The four cultural dimensions, according to Hofstede’s cultural taxonomy, are:

Individualism vs. collectivism: relates to people’s self-concept: “I” or “we”.

Large vs. small power distance relates to people’s acceptance that power in institutions is distributed unequally.

High vs. low uncertainty avoidance refers to the degree to which the members of a society feel comfortable with uncertainty and ambiguity.

Masculinity vs. femininity reflects preferences for achievement and material success as opposed to emphases on relationships and the quality of life.

Hofstede's data showed the following for Japan, the U.S. and 39 other countries.

Cultural Dimension Japan U.S. 39 Other Countries
Individualism vs. Collectivism 46 91 51
Large vs. small power distance 54 40 51
High vs. low uncertainty avoidance 92 46 64
Masculinity vs. femininity 95 62 51

Hypotheses tested

Individualism is lower for Japan than the U.S., while the other 3 dimensions are higher for Japan (power distance, masculinity and especially uncertainty avoidance).

Therefore, 3 hypotheses are tested:

H1: Overall, the controls imposed on U.S. profit center managers are tighter than those imposed on their Japanese counterparts (because of the U.S.’ high individualism).

H2: Compared to their U.S. counterparts, Japanese profit center managers are subject to tighter procedural controls (because of Japan’s higher uncertainty avoidance).

H3: Compared to their U.S. counterparts, Japanese profit center managers are subject to tighter controls through directives given by superiors at meetings (because of Japan’s higher power distance).

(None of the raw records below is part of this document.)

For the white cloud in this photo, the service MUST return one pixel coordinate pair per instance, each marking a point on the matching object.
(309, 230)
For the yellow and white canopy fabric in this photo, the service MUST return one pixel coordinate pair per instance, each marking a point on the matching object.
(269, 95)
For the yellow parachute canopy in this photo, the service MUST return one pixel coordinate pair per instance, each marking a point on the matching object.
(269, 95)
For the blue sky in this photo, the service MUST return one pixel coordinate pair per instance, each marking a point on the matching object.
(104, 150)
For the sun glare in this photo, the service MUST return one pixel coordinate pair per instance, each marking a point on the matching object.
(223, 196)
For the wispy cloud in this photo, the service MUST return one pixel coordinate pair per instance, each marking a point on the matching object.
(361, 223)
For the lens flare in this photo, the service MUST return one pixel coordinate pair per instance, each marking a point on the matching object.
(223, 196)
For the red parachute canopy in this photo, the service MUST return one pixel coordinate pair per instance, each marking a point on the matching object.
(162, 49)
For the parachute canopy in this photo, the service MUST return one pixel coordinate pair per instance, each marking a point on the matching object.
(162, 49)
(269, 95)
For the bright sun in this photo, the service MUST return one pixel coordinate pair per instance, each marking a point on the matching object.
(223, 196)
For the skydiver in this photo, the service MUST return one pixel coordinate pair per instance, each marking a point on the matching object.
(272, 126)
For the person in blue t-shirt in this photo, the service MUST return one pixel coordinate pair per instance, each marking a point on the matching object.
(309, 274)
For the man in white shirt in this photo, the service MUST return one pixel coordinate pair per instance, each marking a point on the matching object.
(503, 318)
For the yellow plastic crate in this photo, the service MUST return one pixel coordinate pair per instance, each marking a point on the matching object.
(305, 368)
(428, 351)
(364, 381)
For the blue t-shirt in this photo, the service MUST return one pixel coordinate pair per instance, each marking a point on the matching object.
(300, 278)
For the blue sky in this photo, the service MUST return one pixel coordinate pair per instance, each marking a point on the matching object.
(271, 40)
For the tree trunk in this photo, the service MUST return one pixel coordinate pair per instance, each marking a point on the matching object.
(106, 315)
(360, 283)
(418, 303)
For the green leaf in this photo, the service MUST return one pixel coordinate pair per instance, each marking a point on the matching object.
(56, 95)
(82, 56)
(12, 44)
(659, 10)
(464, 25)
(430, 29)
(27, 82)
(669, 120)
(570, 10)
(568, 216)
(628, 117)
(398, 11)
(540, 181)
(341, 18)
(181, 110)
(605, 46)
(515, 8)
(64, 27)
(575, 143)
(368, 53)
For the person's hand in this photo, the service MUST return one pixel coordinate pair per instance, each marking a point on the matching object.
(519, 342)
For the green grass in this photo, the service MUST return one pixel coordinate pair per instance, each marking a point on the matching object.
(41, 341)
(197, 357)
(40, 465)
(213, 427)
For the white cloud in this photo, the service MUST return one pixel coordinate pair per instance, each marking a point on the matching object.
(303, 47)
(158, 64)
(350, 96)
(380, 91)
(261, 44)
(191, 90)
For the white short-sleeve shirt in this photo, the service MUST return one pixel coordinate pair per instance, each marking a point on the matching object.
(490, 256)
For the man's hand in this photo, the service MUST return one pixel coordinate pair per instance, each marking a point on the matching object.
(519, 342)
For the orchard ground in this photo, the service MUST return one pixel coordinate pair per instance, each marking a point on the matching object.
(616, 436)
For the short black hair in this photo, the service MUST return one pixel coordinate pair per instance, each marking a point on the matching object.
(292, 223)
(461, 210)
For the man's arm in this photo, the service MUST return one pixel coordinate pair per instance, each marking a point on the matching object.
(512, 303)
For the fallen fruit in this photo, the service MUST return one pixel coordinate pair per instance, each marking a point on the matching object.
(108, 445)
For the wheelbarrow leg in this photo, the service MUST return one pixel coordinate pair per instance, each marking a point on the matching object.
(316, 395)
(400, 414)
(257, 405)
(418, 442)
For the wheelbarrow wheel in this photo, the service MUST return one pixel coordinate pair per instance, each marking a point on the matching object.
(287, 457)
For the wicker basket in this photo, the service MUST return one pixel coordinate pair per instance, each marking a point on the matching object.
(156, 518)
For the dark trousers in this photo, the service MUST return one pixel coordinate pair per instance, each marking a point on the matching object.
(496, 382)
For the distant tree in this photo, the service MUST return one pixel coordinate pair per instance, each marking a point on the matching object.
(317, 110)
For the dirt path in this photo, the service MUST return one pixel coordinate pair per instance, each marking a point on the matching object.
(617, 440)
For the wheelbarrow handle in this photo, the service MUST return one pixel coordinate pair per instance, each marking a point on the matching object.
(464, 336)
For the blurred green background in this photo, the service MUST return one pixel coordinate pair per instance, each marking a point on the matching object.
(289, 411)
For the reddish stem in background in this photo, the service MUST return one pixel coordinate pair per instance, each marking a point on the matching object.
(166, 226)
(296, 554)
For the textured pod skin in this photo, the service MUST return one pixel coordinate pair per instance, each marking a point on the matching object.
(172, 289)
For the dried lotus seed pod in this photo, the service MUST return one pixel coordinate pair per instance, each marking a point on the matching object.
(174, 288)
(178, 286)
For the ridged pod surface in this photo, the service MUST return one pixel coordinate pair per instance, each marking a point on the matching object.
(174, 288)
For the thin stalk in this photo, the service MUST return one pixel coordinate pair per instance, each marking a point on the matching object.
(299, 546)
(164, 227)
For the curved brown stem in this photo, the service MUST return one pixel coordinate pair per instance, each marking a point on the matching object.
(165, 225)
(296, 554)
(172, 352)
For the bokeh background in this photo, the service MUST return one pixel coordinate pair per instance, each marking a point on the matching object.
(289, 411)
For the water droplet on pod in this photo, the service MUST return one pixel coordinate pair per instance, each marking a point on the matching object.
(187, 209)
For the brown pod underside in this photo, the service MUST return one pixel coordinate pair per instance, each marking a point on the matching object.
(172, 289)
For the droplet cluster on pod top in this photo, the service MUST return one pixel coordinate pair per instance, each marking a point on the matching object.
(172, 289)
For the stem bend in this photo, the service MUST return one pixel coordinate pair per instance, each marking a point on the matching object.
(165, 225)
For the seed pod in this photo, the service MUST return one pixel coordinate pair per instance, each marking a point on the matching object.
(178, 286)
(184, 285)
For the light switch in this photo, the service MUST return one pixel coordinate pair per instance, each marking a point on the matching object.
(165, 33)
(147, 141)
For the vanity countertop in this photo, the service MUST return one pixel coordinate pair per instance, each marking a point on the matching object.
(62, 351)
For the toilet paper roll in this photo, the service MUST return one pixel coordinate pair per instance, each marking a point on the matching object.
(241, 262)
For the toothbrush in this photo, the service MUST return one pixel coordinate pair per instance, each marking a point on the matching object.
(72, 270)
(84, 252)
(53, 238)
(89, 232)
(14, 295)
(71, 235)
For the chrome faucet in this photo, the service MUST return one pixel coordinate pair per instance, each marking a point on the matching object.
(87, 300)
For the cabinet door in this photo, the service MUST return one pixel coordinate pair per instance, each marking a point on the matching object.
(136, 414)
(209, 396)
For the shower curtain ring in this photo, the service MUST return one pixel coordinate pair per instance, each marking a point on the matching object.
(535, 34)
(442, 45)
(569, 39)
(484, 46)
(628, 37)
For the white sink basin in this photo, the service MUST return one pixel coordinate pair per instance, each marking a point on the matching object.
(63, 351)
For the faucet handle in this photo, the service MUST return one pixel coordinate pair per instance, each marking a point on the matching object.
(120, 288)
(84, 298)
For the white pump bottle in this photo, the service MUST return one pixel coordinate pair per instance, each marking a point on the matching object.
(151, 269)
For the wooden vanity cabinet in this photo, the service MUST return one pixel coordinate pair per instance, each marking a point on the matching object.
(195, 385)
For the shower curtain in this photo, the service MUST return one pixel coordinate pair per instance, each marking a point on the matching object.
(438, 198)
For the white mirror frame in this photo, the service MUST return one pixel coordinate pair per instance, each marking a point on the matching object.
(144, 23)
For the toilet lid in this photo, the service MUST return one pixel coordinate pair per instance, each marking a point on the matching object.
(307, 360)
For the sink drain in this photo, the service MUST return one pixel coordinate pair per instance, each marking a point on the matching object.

H4: Controlling for the degree of control system tightness, the extent of dysfunctional behavior is lower among Japanese than U.S. profit center managers (because of Japan’s lower individualism).


The findings support H2, H3, H4, and do not support H1.

The contradictory result for H1 may result from the fact that the Japanese system of relationships and hierarchies tends to channel vital decisions into a few hands. Furthermore, high use of directives from upper management and procedural controls may be linked to the Japanese firms’ life-time employment policies which may limit employees’ abilities to leave their firm even when faced with these relatively stifling forms of control.

Limitations of this study

1. Data were collected from only one firm from each country.

2. Data from the U.S. and Japan were collected several years apart.

3. The set of controls studied did not capture all the aspects and attributes of the companies’ control systems.

4. The study only examined 2 potential effects of controls (discouragement of new ideas and manipulation of performance measures.)

5. The study focused only Japanese and U.S. managers in their home country settings.

6. Cultural concepts and measures of controls could be broadened to include for example Confucian Dynamism.

Further problems

1. As the parts of a control system operate as a package, each individual simultaneously embodies all the dimensions of national culture.

2. As controls have the potential to complement or substitute for one another, multiple cultural dimensions may affect individuals in interactive ways. (For example, having managers evaluate one another may reduce uncertainty while it entails explicit interpersonal comparisons and overt competition).